# Project 1: 利用信息抽取技术搭建知识库

本项目的目的是结合命名实体识别、依存语法分析、实体消歧、实体统一对网站开放语料抓取的数据建立小型知识图谱。

## Part1：开发句法结构分析工具

### 1.1 开发工具
使用CYK算法，根据所提供的：非终结符集合、终结符集合、规则集，对以下句子计算句法结构。

“the boy saw the dog with a telescope"



非终结符集合：N={S, NP, VP, PP, DT, Vi, Vt, NN, IN}

终结符集合：{sleeps, saw, boy, girl, dog, telescope, the, with, in}

规则集: R={
- (1) S-->NP VP 1.0
- (2) VP-->VI 0.3
- (3) VP-->Vt NP 0.4
- (4) VP-->VP PP 0.3
- (5) NP-->DT NN 0.8
- (6) NP-->NP PP 0.2
- (7) PP-->IN NP 1.0
- (8) Vi-->sleeps 1.0
- (9) Vt-->saw 1.0
- (10) NN-->boy 0.1
- (11) NN-->girl 0.1
- (12) NN-->telescope 0.3
- (13) NN-->dog 0.5
- (14) DT-->the 0.5
- (15) DT-->a 0.5
- (16) IN-->with 0.6
- (17) IN-->in 0.4


}

In [5]:
# 分数（15）
class my_CYK(object):
    def __init__(self, non_ternimal, terminal, rules_prob, start_prob):
        self.non_terminal = non_ternimal
        self.terminal = terminal
        self.rules_prob = rules_prob
        self.start_symbol = start_prob


    def parse_sentence(self, sentence):
        sents = sentence.split()
        best_path = [[{} for _ in range(len(sents))] for _ in range(len(sents))]

        # initialization
        for i in range(len(sents)):
            for x in self.non_terminal:
                best_path[i][i][x] = {}
                if (sents[i],) in self.rules_prob[x].keys():
                    best_path[i][i][x]['prob'] = self.rules_prob[x][(sents[i],)]
                    best_path[i][i][x]['path'] = {'split':None, 'rule': sents[i]}
                else:
                    best_path[i][i][x]['prob'] = 0
                    best_path[i][i][x]['path'] = {'split':None, 'rule': None}

        # CKY recursive
        for l in range(1, len(sents)):
            for i in range(len(sents)-l):
                j = i + l
                for x in self.non_terminal:
                    tmp_best_x = {'prob':0, 'path':None}
                    for key, value in self.rules_prob[x].items():
                        if key[0] not in self.non_terminal: 
                            break
                        for s in range(i, j):
                            tmp_prob = value * best_path[i][s][key[0]]['prob'] * best_path[s+1][j][key[1]]['prob']
                            if tmp_prob > tmp_best_x['prob']:
                                tmp_best_x['prob'] = tmp_prob
                                tmp_best_x['path'] = {'split': s, 'rule': key}
                    best_path[i][j][x] = tmp_best_x
        self.best_path = best_path

        # parse result
        self._parse_result(0, len(sents)-1, self.start_symbol)
        print("prob = ", self.best_path[0][len(sents)-1][self.start_symbol]['prob'])

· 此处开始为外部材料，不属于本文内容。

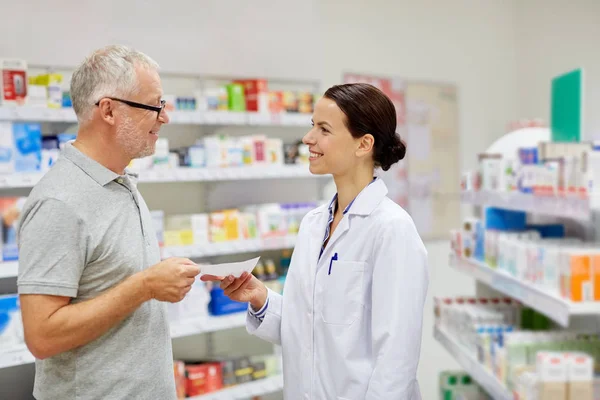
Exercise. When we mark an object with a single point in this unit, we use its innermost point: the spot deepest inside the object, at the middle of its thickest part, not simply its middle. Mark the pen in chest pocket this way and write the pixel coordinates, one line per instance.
(334, 258)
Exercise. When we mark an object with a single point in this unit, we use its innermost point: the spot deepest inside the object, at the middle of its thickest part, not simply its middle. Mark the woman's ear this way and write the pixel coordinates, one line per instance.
(365, 145)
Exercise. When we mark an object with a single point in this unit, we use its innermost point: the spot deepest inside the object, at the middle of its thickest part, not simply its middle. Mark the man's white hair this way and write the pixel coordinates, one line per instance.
(109, 71)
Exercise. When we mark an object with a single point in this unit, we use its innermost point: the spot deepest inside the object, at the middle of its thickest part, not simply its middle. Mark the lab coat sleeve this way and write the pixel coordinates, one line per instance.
(399, 288)
(270, 327)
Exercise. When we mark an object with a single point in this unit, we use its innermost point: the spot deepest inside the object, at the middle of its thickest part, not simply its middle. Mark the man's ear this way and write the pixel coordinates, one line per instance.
(105, 107)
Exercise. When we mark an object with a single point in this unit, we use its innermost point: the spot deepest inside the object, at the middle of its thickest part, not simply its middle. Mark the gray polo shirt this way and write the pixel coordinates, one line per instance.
(83, 230)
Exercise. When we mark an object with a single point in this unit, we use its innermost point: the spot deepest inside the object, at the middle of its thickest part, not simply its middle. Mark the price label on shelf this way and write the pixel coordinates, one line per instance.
(4, 181)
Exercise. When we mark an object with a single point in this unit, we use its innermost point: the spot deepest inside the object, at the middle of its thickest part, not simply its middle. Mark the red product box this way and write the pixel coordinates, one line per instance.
(180, 383)
(13, 83)
(276, 102)
(257, 94)
(203, 378)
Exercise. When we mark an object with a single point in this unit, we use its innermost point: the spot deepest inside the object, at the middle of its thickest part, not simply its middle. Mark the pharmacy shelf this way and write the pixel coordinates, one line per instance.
(166, 175)
(67, 115)
(207, 324)
(15, 357)
(9, 269)
(248, 390)
(231, 247)
(571, 206)
(272, 171)
(549, 304)
(476, 370)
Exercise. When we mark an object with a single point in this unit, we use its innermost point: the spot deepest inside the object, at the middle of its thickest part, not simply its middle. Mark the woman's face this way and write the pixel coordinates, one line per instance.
(333, 149)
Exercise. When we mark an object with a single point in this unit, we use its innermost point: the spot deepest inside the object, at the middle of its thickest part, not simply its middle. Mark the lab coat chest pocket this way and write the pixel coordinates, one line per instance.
(342, 297)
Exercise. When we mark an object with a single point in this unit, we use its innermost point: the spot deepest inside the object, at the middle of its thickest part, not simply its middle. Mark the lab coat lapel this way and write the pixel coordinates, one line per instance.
(342, 227)
(317, 234)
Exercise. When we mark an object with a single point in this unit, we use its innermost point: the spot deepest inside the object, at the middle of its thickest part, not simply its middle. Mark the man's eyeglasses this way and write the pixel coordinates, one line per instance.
(140, 105)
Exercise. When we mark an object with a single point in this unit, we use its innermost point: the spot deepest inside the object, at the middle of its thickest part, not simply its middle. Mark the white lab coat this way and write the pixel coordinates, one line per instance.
(355, 332)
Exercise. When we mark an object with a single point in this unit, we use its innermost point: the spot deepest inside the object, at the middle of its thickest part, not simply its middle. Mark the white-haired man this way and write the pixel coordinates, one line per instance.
(91, 283)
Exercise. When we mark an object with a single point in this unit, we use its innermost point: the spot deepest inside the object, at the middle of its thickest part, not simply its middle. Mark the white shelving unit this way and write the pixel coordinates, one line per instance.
(571, 206)
(475, 369)
(9, 269)
(187, 175)
(227, 248)
(67, 115)
(15, 357)
(549, 304)
(226, 174)
(188, 327)
(247, 390)
(207, 324)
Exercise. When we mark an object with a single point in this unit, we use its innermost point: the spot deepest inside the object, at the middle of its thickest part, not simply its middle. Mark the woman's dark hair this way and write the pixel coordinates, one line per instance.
(369, 110)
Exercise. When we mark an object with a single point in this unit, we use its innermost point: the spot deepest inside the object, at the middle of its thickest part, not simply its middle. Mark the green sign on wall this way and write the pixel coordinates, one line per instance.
(566, 117)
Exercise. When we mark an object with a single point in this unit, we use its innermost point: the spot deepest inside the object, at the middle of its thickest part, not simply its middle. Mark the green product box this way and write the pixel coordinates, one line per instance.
(236, 97)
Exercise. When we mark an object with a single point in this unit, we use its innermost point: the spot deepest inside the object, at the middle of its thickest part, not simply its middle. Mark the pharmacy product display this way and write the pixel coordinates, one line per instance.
(519, 348)
(245, 229)
(247, 223)
(35, 104)
(458, 385)
(223, 152)
(51, 90)
(20, 87)
(24, 149)
(196, 378)
(548, 169)
(538, 254)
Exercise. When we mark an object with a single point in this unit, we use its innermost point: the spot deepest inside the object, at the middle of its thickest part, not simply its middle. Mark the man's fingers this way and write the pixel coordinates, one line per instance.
(211, 278)
(191, 270)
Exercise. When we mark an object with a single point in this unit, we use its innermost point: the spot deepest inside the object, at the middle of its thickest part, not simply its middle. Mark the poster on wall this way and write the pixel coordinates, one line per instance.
(396, 178)
(426, 182)
(433, 148)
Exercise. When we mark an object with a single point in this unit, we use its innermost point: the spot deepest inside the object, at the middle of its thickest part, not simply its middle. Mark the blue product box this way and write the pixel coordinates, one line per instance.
(10, 212)
(549, 230)
(64, 138)
(221, 305)
(11, 328)
(479, 252)
(27, 139)
(505, 220)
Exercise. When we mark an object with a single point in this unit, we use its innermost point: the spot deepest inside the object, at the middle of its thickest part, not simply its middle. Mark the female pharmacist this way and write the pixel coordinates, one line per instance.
(350, 319)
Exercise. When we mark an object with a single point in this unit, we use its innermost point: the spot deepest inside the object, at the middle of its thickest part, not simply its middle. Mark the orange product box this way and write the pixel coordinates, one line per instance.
(580, 277)
(203, 378)
(257, 94)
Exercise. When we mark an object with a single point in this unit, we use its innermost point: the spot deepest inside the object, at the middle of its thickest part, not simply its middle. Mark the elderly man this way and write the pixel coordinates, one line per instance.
(91, 284)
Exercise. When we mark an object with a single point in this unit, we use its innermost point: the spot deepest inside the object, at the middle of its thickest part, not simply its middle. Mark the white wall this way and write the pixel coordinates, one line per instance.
(471, 44)
(554, 37)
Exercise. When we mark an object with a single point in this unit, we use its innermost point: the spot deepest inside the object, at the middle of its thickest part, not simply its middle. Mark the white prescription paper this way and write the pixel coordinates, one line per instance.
(236, 269)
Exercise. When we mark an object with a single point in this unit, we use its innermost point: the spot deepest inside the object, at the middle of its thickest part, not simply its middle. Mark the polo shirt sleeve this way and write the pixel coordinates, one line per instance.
(52, 249)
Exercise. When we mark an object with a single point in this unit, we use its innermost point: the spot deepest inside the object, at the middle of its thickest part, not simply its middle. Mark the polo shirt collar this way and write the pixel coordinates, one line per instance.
(92, 168)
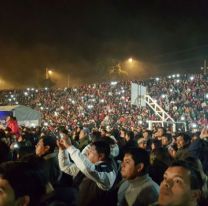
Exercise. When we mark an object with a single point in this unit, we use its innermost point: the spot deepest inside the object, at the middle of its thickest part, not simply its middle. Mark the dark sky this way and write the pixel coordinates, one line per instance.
(83, 38)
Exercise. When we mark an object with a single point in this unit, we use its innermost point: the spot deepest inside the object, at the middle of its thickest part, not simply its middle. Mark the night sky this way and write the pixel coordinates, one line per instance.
(83, 39)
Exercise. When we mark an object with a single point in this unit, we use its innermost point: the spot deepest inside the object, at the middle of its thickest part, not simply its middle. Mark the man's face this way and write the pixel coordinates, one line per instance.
(165, 140)
(93, 155)
(180, 142)
(175, 188)
(40, 149)
(82, 134)
(145, 135)
(159, 132)
(128, 167)
(7, 195)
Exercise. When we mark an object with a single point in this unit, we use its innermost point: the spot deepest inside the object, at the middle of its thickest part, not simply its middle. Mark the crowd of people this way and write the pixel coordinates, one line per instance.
(183, 97)
(94, 148)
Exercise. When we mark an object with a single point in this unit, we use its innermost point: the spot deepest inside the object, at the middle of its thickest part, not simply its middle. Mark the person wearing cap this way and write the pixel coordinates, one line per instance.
(182, 142)
(45, 148)
(93, 173)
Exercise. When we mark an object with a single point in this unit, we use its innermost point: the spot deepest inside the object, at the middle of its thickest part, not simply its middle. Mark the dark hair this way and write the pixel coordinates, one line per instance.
(49, 141)
(164, 130)
(196, 179)
(24, 180)
(185, 136)
(102, 147)
(168, 136)
(140, 156)
(130, 134)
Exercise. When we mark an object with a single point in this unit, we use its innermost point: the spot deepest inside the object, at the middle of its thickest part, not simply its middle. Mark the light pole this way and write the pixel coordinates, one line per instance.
(48, 73)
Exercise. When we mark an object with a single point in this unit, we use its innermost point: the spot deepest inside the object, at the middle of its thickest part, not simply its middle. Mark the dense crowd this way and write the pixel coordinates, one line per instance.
(184, 97)
(94, 148)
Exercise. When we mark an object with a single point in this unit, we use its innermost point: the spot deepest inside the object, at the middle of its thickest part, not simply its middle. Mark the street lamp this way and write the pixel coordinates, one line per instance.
(48, 73)
(130, 60)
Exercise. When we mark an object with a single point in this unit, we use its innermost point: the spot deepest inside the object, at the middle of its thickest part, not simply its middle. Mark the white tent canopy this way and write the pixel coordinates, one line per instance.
(25, 115)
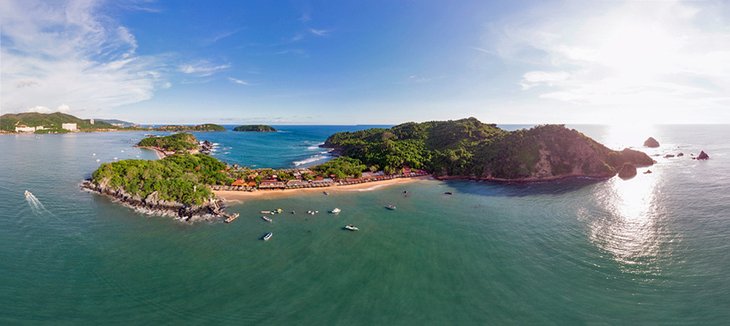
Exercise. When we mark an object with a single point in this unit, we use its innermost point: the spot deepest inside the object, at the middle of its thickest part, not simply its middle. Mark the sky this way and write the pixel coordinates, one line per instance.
(368, 62)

    def _parse_result(self, left_idx, right_idx, root, ind=0):
        node = self.best_path[left_idx][right_idx][root]
        if node['path']['split'] is not None:
            print('\t'*ind, (root, self.rules_prob[root].get(node['path']['rule'])))
            self._parse_result(left_idx, node['path']['split'], node['path']['rule'][0], ind+1)
            self._parse_result(node['path']['split']+1, right_idx, node['path']['rule'][1], ind+1)
        else:
            print('\t'*ind, (root, self.rules_prob[root].get((node['path']['rule'],))) )
            print('--->', node['path']['rule'])



def main(sentence):
    non_terminal = {'S', 'NP', 'VP', 'PP', 'DT', 'Vi', 'Vt', 'NN', 'IN'}
    start_symbol = 'S'
    terminal = {'sleeps', 'saw', 'boy', 'girl', 'dog', 'telescope', 'the', 'with', 'in'}
    rules_prob = {'S': {('NP', 'VP'): 1.0},
                  'VP': {('Vt', 'NP'): 0.8, ('VP', 'PP'): 0.2},
                  'NP': {('DT', 'NN'): 0.8, ('NP', 'PP'): 0.2},
                  'PP': {('IN', 'NP'): 1.0},
                  'Vi': {('sleeps',): 1.0},
                  'Vt': {('saw',): 1.0},
                  'NN': {('boy',): 0.1, ('girl',): 0.1,('telescope',): 0.3,('dog',): 0.5},
                  'DT': {('the',): 1.0},
                  'IN': {('with',): 0.6, ('in',): 0.4},
                }
    cyk = my_CYK(non_terminal, terminal, rules_prob, start_symbol)
    cyk.parse_sentence(sentence)





In [6]:
# TODO: 对该测试用例进行测试
# "the boy saw the dog with the telescope"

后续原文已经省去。